Your furnace relies on a variety of electrical components in order to operate correctly. If you are experiencing frequent blown fuses, intermitted power outages when your furnace is running, or frequent circuit breaker trips, it could be a sign of an electrical problem. Some common problems that may disrupt your furnace’s functionality include loose connections, faulty wiring, or issues with the control board. It’s essential to address these issues promptly to avoid potential hazards and ensure uninterrupted heating. 

Short Cycling

Short cycling refers to a problem where your furnace is turning on and off frequently in rapid succession. This issue can put a lot of unnecessary strain on the system, often leading to increased wear and tear and reduced energy efficiency.
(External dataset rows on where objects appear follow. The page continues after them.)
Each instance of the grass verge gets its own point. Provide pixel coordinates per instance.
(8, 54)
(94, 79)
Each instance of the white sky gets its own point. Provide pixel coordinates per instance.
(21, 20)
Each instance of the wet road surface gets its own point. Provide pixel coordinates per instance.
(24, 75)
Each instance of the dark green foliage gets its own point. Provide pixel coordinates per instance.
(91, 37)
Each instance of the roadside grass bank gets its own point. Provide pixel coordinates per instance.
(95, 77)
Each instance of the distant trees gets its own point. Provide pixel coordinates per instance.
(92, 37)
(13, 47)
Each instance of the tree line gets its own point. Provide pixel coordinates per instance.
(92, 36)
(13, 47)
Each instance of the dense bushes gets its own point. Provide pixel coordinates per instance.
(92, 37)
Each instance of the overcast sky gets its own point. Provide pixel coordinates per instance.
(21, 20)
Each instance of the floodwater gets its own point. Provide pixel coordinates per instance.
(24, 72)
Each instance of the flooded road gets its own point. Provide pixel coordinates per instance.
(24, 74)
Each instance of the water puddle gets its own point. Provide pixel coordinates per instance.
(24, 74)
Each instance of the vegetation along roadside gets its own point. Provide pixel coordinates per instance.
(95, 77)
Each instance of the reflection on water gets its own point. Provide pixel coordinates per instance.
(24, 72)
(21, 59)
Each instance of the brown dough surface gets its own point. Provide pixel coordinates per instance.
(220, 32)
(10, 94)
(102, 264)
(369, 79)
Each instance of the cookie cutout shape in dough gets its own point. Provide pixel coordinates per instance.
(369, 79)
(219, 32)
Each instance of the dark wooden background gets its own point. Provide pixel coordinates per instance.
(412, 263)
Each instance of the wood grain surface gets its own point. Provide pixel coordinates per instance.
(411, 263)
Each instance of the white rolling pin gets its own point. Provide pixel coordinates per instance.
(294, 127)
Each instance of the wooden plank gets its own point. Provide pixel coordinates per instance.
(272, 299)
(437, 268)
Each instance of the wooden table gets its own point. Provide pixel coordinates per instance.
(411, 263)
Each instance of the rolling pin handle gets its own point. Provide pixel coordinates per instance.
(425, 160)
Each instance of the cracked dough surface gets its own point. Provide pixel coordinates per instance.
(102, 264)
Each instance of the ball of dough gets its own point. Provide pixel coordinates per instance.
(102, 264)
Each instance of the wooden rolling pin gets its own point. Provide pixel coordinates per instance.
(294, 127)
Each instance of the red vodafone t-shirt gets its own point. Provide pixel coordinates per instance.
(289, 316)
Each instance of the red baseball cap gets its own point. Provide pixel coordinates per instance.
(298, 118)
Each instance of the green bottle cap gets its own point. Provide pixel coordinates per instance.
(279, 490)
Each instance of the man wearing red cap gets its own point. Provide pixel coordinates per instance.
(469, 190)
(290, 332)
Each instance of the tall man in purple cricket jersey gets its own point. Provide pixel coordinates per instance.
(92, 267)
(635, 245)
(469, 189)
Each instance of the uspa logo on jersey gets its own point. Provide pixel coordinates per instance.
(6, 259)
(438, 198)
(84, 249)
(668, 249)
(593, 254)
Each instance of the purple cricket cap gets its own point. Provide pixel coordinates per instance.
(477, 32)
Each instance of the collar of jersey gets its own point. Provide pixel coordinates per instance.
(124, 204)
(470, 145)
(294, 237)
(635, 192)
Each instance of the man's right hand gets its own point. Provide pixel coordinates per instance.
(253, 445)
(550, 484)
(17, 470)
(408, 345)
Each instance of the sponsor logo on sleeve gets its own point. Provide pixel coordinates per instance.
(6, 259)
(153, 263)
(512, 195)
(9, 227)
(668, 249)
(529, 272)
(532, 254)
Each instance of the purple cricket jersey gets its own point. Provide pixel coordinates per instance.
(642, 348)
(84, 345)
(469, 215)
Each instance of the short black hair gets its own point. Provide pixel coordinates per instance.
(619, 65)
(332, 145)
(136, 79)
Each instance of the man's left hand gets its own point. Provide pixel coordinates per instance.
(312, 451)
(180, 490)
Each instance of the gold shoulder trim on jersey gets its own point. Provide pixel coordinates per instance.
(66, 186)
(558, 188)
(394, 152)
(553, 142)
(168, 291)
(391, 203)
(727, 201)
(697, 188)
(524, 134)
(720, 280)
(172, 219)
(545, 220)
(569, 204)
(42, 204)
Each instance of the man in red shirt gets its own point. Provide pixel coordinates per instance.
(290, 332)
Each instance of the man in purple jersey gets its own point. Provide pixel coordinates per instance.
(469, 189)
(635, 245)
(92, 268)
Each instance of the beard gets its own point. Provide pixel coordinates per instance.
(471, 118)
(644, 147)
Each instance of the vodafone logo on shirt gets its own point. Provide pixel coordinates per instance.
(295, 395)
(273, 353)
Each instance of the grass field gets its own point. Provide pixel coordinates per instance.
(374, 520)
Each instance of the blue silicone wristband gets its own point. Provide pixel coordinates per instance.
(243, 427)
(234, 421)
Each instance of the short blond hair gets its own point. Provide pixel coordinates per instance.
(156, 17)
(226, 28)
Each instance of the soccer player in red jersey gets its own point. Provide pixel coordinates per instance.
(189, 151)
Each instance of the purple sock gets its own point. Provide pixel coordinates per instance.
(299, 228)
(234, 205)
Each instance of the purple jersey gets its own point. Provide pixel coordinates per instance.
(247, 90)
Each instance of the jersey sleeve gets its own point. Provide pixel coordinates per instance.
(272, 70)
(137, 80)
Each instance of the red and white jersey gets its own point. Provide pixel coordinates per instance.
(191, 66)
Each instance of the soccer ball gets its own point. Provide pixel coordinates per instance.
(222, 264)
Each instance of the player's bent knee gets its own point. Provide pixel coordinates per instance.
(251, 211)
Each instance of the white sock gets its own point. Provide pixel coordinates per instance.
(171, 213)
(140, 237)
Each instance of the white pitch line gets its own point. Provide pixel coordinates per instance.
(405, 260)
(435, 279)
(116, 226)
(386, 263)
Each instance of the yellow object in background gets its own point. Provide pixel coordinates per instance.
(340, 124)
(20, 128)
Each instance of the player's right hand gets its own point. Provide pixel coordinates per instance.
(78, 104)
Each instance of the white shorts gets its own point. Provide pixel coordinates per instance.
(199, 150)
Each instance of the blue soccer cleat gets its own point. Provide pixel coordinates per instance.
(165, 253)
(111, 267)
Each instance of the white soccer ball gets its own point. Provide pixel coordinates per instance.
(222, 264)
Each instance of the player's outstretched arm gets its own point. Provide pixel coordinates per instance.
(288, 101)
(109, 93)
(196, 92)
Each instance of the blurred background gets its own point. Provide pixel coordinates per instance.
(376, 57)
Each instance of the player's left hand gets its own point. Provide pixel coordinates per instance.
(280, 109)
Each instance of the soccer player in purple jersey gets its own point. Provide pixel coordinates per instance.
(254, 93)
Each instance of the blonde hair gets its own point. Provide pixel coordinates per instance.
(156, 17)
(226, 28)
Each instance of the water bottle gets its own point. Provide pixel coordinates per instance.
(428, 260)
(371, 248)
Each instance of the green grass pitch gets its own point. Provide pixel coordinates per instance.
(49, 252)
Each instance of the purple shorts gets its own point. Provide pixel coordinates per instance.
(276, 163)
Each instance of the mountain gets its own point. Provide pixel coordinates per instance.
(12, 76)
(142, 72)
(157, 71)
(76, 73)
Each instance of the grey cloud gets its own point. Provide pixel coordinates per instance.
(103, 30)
There are several potential causes of short cycling, including malfunctioning thermostats, clogged air filters, or improper furnace sizing. It’s important to have a professional identify and resolve the underlying cause, helping you to prevent further damage and maintain efficient furnace operation. 

Age, Wear, and Lack of Maintenance

In some cases, your furnace may be experiencing problems due to its age, wear and tear on the system, or a lack of proper maintenance. Neglecting regular furnace maintenance can lead to a wide range of problems, including worn-out components and accumulated dirt that leads to reduced efficiency and more frequent problems. But even if you keep on top of furnace maintenance, like anything else, they have a limited lifespan. After around 15-20 years, most furnaces begin to experience more frequent problems, so it’s essential to monitor it more closely. 

If you are experiencing issues with your furnace, understanding the potential problems can make it easier to troubleshoot and address the issues properly. If in doubt, always call a trained professional.